Practicing Surgeons Versus Trainees
In our study, hosts showed a preference in open-ended responses for senior residents or young attending physicians as compared to other subgroups, such as junior-level residents or retired surgeons. The reasons for this finding needs to be explored further, but may be related to these preferred groups having a combination of both, clinical experience and knowledge of the current clinical practice guidelines for orthopaedics. Volunteer trainees were also more likely than practicing surgeons to be motivated to volunteer by the personal benefits to their career; it is notable that this motivation was in addition to, rather than instead of, the more generous goals of improving LMIC orthopaedic capacity. Trainees were also more likely to report lack of long-term follow-up of patients as a challenge to volunteering. Over half of fully trained volunteer surgeons surveyed have had 3 or more international experiences in their career; repeat visits have likely provided the long-term follow-up of cases that trainees, early in their careers and having completed fewer international trips, often lacked.
This study has several limitations. Our sample size was small, especially when responses are broken down into different cohorts. The responses of volunteers were also not directly compared with the responses of the hosts that they worked with.
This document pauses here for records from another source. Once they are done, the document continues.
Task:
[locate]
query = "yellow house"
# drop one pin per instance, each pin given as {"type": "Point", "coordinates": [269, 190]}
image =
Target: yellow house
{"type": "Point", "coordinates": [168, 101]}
In addition, we did not have any responses from local trainees at LMIC sites. Furthermore, our survey was only distributed to volunteer and host participants in HVO orthopaedic programs. Whether our findings are generalizable to other types of orthopaedic volunteers and hosts needs further study. In several instances, hosts viewed improvements where volunteers did not or viewed contributions as more substantial than the volunteers did. Hosts might have answered the survey more favorably because the survey was administered through HVOs, the organization that sends volunteers, so as to seem appreciative of the volunteer efforts. There is also the possibility of selection bias, where hosts from practices where HVO intervention has been more successful felt more inclined to respond to the survey.
Our findings suggest that LMIC hosts and orthopaedic volunteers generally agree that international volunteerism has a role in improving local clinical practices and leads to a generally positive experience for all stakeholders. Survey responses also demonstrated discrepancy in the magnitude of the perceived benefits and challenges of international volunteerism. To further improve the experience for volunteers and hosts and accelerate orthopaedic capacity building in LMICs, efforts must be made to explicitly outline goals and expectations for the volunteer experience and further align perceptions among hosts and volunteers. This includes taking steps to quantify improvements objectively and to reduce language and cultural barriers. Efforts must also be made to identify and clearly outline specific areas of need within individual practices to ensure that both parties are fully prepared for the collaboration before the arrival of the volunteers. Future studies should include surveying broader groups to see if these results are generalizable to volunteer experiences among orthopaedic surgeons who volunteer individually or with multiple groups.